Unionized For A Classless Society
A national influence who shaped India's trade unions and fought against injustice, B.T Randive was also one of the prominent leaders of the Communist Party of India and struggled to birth a society free from the oppressions of caste and class.
Bhalchandra Trimbak Ranadive, fondly known as BTR, was born on 19th December 1904. He witnessed colonial India, its struggles, and even independent India and its set of challenges, and so, he was able to be instrumental in shaping a vision for India.
He completed his master's in 1927 and, within a year, joined the furtive Communist Party. His ardent desire for change did not end there, and he became a notable leader of the All India Trade Union Congress. Amongst the many unions he was active in, he is most remembered for his struggles of textile workers in Bombay, and the strifes of the railway worked under the Girini Kamgar Union. Subsequently, he was appointed as the secretary of the GIP Railway worker's Union.

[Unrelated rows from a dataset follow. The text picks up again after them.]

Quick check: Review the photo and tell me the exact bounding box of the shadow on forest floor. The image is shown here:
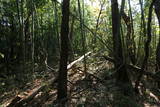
[0,52,160,107]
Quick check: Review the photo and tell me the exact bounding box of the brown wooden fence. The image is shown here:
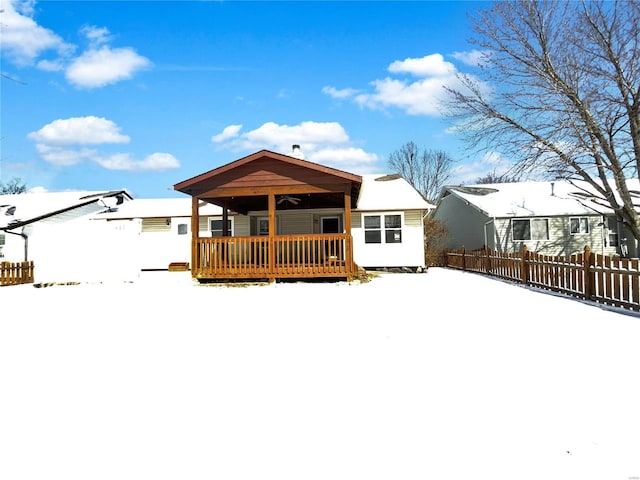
[445,247,640,311]
[0,262,33,287]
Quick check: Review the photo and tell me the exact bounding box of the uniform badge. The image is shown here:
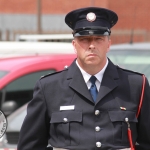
[120,107,126,110]
[86,12,96,22]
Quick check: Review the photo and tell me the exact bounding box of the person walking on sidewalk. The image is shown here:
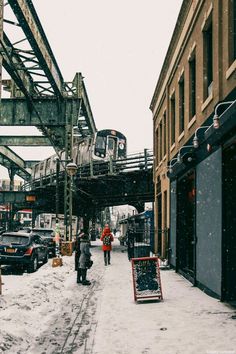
[100,225,114,265]
[77,232,92,285]
[75,229,84,271]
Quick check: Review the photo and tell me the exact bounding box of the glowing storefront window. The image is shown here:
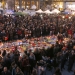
[22,0,25,8]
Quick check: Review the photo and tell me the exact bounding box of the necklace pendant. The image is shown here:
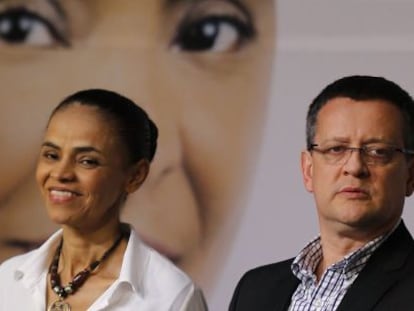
[47,300,71,311]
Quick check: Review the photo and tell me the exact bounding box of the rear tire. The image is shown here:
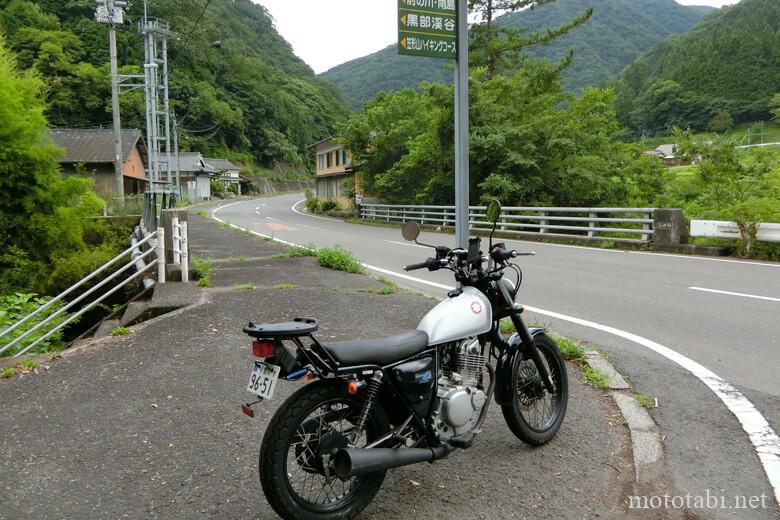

His work was more than just that, and he eventually married a woman named Vimal, who was also a trade union activist in 1939.
Apart from the unions, Ranadive found himself at the political front, elected to the party's Central Committee in 1943, and three years down the line, in 1946, he played a significant role to support the Naval Ratings Revolt or the 1946 Naval Uprising by organizing a general strike in its support.
Post-independence, all was going well for him, and in February 1948, at the Communist Party's second party congress, he was extended the roles and responsibilities of the General Secretary of the party and served for two years. He changed the face of the party and encouraged revolutionary uprisings. However, this did not bode well, and in 1950, he was denounced and deposed.
This slump was only short-lived and in 1956, he was included yet again in the Central Committee and became a leading figure for the leftist section.
He became a powerful leader who went to jail during the Indo-China war, became the president of the Centre of Indian Trade Unions and is still remembered by its central building named after him, "BTR Bhavan".
BTR was a brilliant leader and scholar who fought for the rights of all sections of society.